Greek Inspired Quinoa Bowl
It feels like a month ago that I made this recipe on Instagram Live and ate a whole bowl of leftovers throughout the week. It feels long ago because….well COVID…which has negated all normal sense of time and also because I’ve bought a house and am now living amongst unopened boxes, paint cans and floor samples, which is far from my usual pace of normalcy.
Nevertheless, I’m immensely grateful for the opportunity to buy a house and make it a home.
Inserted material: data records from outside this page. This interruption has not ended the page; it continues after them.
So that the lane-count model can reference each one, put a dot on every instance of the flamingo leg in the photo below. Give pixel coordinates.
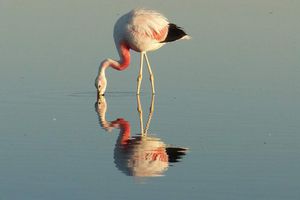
(140, 76)
(151, 74)
(140, 110)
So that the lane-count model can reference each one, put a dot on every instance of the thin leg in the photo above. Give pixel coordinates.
(140, 76)
(140, 110)
(151, 74)
(150, 114)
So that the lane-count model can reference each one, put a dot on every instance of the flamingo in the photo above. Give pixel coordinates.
(141, 30)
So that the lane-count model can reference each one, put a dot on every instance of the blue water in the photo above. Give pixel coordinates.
(229, 97)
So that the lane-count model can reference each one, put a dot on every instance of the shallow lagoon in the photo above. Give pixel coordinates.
(230, 95)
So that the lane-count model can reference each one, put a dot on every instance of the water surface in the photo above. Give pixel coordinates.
(230, 96)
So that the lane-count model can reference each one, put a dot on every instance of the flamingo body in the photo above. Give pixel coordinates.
(140, 30)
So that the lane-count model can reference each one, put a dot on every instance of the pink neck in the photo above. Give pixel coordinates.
(124, 62)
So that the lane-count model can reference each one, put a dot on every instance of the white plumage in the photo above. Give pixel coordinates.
(141, 30)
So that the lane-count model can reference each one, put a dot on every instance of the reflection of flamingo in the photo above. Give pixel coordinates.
(142, 155)
(140, 30)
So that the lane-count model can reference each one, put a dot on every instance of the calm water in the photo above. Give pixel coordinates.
(226, 109)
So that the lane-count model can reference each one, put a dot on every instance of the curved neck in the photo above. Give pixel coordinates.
(120, 65)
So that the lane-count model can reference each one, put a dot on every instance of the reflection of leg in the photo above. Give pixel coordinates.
(150, 114)
(151, 74)
(140, 110)
(140, 76)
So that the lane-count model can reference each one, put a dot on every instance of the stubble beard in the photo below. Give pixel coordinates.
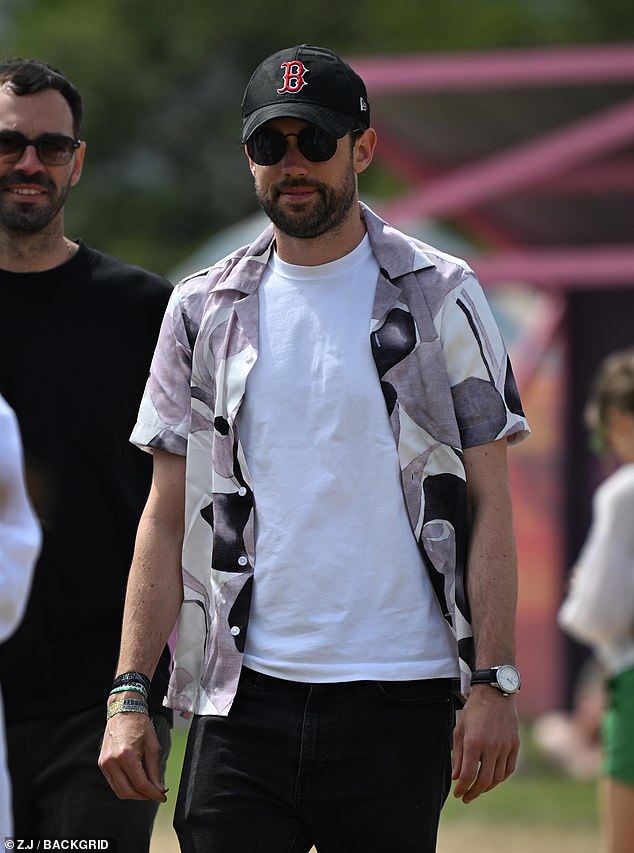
(316, 218)
(25, 217)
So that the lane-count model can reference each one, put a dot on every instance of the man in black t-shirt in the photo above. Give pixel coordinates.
(77, 332)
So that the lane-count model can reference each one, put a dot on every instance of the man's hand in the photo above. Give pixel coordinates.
(486, 742)
(129, 758)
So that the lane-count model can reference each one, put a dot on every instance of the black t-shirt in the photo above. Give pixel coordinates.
(75, 349)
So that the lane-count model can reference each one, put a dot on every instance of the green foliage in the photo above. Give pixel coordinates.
(162, 84)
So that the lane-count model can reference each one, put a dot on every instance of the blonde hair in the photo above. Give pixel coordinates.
(612, 388)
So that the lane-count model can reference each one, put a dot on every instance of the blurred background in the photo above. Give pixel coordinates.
(506, 136)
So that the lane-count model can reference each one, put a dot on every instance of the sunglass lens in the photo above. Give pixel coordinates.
(267, 147)
(54, 150)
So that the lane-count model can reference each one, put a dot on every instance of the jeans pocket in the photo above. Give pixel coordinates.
(426, 691)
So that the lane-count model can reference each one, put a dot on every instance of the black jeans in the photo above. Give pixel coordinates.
(360, 767)
(59, 791)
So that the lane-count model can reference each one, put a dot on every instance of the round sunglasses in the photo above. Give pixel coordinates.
(267, 147)
(53, 149)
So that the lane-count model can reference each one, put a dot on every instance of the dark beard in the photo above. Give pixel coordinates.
(327, 215)
(30, 218)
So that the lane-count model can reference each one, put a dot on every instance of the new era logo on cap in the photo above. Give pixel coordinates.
(308, 83)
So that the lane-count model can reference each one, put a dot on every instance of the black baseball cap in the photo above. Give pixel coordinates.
(308, 83)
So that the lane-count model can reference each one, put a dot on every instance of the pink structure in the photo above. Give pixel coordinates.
(530, 155)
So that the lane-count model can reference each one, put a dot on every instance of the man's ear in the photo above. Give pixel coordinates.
(251, 163)
(78, 164)
(364, 145)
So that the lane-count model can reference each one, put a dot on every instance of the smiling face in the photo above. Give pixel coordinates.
(32, 195)
(307, 199)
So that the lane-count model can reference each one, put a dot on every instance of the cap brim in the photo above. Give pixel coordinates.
(332, 121)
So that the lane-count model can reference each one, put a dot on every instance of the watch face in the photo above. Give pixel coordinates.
(508, 678)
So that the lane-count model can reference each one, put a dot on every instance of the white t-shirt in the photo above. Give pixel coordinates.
(340, 589)
(19, 546)
(599, 607)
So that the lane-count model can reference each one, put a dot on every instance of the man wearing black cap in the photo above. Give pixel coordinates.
(340, 400)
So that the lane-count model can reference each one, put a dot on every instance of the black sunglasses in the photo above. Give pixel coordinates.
(53, 149)
(267, 147)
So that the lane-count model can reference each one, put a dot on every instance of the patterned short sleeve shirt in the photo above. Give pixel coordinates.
(447, 383)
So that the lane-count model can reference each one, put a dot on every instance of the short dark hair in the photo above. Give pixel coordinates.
(612, 388)
(28, 76)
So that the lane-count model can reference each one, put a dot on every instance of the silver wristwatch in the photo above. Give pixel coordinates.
(505, 677)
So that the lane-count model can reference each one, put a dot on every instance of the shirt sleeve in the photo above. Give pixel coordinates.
(485, 395)
(599, 607)
(165, 411)
(20, 534)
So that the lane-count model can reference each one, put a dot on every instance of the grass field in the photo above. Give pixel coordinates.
(538, 810)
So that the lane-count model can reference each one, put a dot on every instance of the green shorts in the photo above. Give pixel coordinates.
(618, 728)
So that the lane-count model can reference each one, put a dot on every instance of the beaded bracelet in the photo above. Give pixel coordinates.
(134, 686)
(124, 706)
(127, 677)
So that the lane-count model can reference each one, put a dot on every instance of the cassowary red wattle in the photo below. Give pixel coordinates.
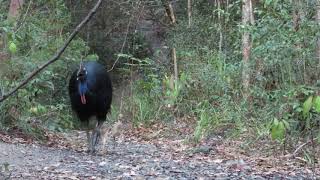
(90, 92)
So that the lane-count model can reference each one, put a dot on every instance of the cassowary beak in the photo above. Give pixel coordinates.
(83, 99)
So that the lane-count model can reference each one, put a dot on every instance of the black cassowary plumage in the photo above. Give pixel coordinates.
(90, 91)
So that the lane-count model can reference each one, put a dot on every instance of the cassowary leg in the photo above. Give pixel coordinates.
(88, 140)
(96, 136)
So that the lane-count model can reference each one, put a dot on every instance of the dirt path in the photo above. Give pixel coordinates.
(130, 158)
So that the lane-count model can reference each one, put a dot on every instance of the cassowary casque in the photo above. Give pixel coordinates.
(90, 92)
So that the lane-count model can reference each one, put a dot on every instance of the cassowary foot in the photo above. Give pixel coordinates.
(94, 141)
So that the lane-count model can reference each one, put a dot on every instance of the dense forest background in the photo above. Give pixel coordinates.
(237, 68)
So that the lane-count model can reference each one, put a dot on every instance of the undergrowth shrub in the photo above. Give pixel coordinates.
(43, 102)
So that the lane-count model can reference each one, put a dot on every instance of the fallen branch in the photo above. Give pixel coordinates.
(57, 55)
(300, 147)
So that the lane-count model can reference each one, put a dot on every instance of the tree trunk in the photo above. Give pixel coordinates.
(189, 13)
(299, 65)
(15, 6)
(318, 38)
(169, 10)
(247, 18)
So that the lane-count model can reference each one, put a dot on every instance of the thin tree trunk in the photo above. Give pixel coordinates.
(189, 12)
(299, 63)
(175, 64)
(318, 38)
(169, 10)
(246, 46)
(220, 28)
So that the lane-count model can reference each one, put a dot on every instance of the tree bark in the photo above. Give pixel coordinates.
(169, 10)
(189, 12)
(318, 38)
(247, 18)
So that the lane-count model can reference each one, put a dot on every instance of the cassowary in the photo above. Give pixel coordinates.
(90, 92)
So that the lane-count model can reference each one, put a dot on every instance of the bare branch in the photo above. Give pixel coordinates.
(57, 55)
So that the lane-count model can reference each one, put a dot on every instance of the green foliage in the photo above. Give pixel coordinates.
(278, 129)
(31, 43)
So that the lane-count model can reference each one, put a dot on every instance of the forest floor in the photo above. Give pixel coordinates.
(156, 152)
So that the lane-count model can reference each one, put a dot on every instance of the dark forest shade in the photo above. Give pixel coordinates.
(90, 92)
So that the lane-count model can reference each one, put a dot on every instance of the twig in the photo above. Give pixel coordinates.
(57, 55)
(24, 17)
(301, 146)
(125, 40)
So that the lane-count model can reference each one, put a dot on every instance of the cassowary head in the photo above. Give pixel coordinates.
(82, 83)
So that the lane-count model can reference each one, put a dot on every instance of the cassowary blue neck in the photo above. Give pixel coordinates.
(83, 89)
And, while my normal meals have been replaced by easily accessible meals *cue copious amounts of pizza, Flaming Hot Cheetos and granola as cereal for breakfast, lunch and dinner here… but actually though* I’m looking to making more meals like this again in my kitchen because it was legit delicious and very easy to put together.
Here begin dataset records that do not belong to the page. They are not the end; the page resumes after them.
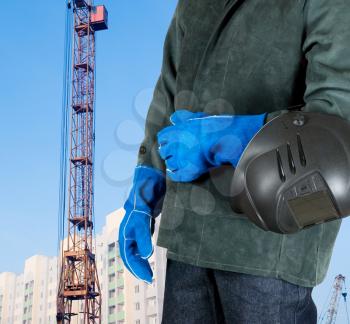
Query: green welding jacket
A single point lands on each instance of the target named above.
(247, 57)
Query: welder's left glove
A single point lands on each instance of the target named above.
(194, 144)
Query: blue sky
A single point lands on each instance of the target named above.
(128, 62)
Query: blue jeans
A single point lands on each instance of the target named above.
(195, 295)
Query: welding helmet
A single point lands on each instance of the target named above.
(295, 173)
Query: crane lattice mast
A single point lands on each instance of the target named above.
(339, 284)
(79, 289)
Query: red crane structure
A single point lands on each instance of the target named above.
(79, 282)
(338, 291)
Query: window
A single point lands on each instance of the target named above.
(111, 247)
(111, 277)
(111, 310)
(111, 293)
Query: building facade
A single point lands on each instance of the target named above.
(30, 298)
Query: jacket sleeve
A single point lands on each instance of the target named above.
(162, 105)
(327, 50)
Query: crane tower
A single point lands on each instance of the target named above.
(338, 291)
(79, 289)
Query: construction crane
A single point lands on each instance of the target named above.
(79, 290)
(339, 290)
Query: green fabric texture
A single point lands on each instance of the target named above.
(247, 57)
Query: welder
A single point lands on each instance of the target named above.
(229, 68)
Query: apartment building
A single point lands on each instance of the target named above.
(30, 298)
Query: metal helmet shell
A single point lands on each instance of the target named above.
(295, 173)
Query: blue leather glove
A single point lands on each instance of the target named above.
(136, 229)
(195, 143)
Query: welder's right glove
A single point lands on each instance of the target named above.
(135, 232)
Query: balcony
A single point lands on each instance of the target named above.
(111, 269)
(120, 282)
(120, 266)
(111, 285)
(112, 301)
(120, 299)
(120, 316)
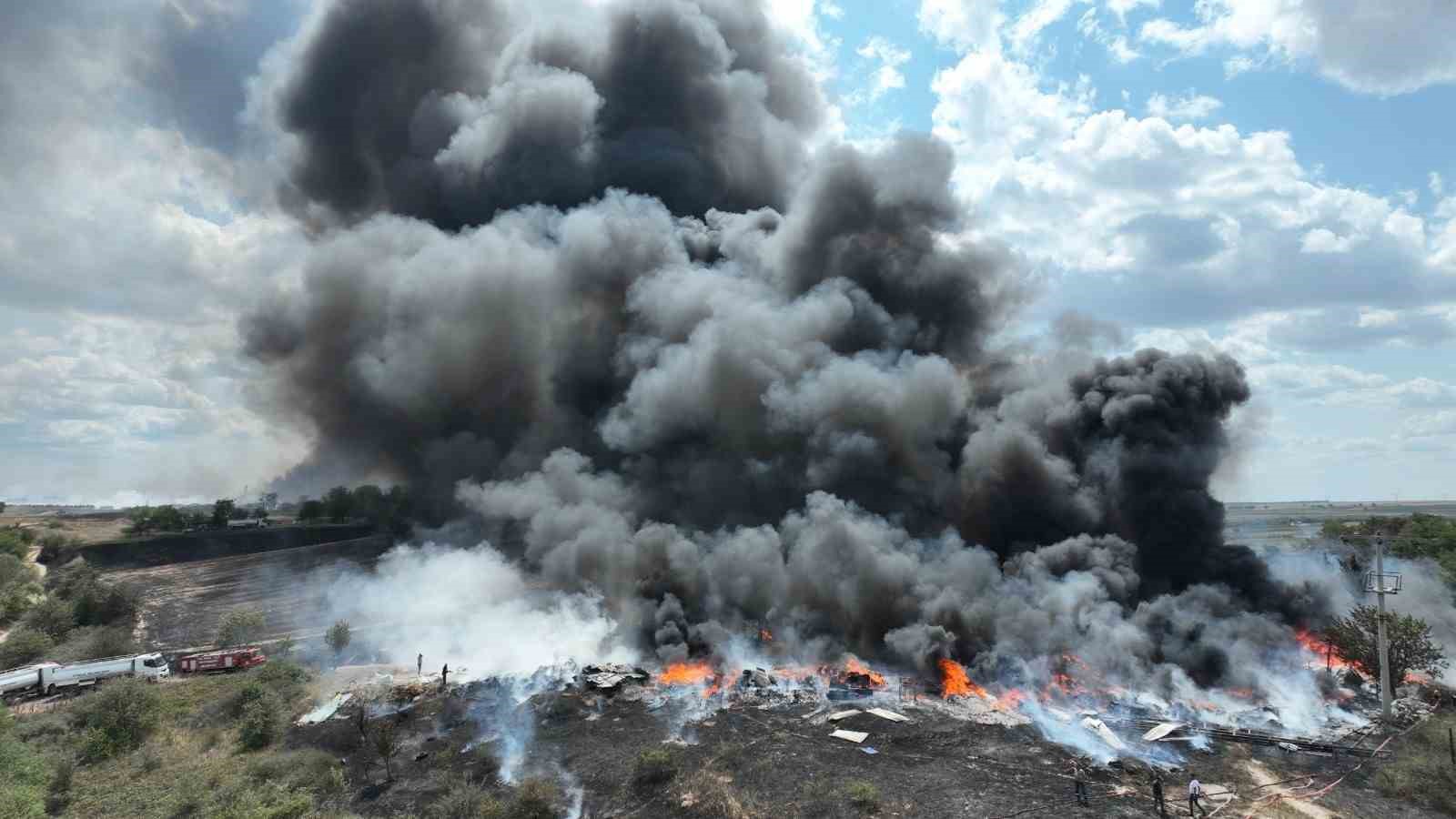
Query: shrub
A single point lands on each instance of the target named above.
(240, 627)
(247, 695)
(654, 767)
(24, 646)
(536, 799)
(466, 802)
(51, 617)
(15, 542)
(104, 603)
(261, 723)
(116, 719)
(864, 796)
(22, 780)
(92, 642)
(58, 793)
(1421, 770)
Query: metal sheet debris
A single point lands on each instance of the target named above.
(1104, 733)
(1161, 731)
(885, 714)
(327, 710)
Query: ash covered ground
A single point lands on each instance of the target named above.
(754, 756)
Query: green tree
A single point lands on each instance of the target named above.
(240, 627)
(339, 637)
(223, 511)
(383, 739)
(24, 646)
(167, 519)
(116, 717)
(339, 504)
(14, 542)
(51, 617)
(1410, 643)
(310, 511)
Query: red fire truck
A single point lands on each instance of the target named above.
(223, 661)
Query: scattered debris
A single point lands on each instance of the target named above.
(327, 710)
(1104, 733)
(612, 676)
(1161, 731)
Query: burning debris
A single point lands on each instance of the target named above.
(695, 397)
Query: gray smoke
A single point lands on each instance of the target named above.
(586, 283)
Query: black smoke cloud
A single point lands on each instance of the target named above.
(451, 111)
(586, 281)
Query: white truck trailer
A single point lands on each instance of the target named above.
(91, 672)
(21, 680)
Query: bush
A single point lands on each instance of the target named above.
(864, 796)
(104, 603)
(309, 768)
(22, 778)
(247, 695)
(261, 723)
(116, 719)
(51, 617)
(1421, 770)
(466, 802)
(1410, 644)
(94, 642)
(240, 627)
(15, 542)
(654, 767)
(24, 646)
(536, 799)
Starting with a basic base of red quinoa (which you can prep days in advance and store in the fridge), this Greek Inspired Bowl uses fresh chopped vegetables like cucumbers and bell peppers, feta cheese (optional), fresh dill, and a homemade creamy tzatziki sauce to tie it all together.
Sound good? Then read on!
Greek Inspired Veggie Quinoa Bowl
- 1-1.5 cup quinoa boil in vegetable broth for added flavor
- 1/2 large English cucumber diced into small pieces
- 1 cup cherry tomatoes quartered
- 1/2 red onion sliced thinly
- 1 can chickpeas optional, drained.
- 1/4-1/2 cup crumbled feta cheese save some for garnish
For the Tzatziki Sauce
- 1/2 cup plain Greek yogurt I used Fage
- 1 tbsp extra virgin olive oil
- 2 tbsp fresh lemon juice
- 1 clove minced garlic or use garlic powder
- dill to taste
- salt + pepper to taste
- Measure out the quinoa and cook in small stove pot with vegetable broth over medium to medium high heat. Roughly 2 parts liquid to 1 part quinoa. Allow to cook as you prep your vegetables making sure to stir occasionally.
- Rinse and chop your vegetables into small pieces. Place chopped ingredients into large bowl and set aside.
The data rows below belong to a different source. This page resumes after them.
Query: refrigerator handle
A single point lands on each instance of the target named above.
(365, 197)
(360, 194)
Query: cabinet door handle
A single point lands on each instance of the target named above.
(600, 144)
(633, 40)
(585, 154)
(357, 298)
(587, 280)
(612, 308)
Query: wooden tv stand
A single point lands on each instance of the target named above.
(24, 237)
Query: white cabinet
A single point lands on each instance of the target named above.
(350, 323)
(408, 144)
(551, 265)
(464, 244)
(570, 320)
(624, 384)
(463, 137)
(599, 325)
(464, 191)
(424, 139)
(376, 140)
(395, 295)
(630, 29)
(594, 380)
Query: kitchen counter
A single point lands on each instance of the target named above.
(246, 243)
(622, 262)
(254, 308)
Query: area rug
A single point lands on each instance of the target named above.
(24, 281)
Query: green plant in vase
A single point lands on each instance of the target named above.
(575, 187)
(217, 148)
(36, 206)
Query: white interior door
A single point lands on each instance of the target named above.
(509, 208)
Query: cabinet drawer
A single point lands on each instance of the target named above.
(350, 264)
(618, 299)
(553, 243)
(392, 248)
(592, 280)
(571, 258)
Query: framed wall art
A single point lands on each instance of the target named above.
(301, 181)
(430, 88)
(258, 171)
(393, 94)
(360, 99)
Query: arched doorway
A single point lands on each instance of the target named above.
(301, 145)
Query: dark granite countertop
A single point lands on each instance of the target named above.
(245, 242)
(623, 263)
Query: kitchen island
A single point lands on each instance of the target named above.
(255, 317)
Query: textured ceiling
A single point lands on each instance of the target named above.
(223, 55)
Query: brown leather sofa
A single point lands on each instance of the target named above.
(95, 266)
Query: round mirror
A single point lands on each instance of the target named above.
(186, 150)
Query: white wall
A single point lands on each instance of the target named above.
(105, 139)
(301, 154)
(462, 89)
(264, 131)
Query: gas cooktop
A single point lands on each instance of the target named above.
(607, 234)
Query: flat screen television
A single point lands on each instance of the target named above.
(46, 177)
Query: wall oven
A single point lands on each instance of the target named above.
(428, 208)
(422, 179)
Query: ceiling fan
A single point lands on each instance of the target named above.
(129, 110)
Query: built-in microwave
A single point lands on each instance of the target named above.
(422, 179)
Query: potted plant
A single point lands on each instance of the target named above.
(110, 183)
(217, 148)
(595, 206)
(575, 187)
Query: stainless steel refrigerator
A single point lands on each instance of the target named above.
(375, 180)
- To make the dressing: combine all ingredients for the homemade tzatziki sauce into a small mixing bowl. Mix well until creamy. Store in the fridge until ready to use.
- Once the quinoa is ready, combine desired amount into the larger bowl with vegetables. Mix well and then add in the dressing, mixing continuously.
- Garnish with more dill, feta cheese and salt and pepper. Serve immediately.
I hope you all enjoyed this as much as I did. May it nourish you.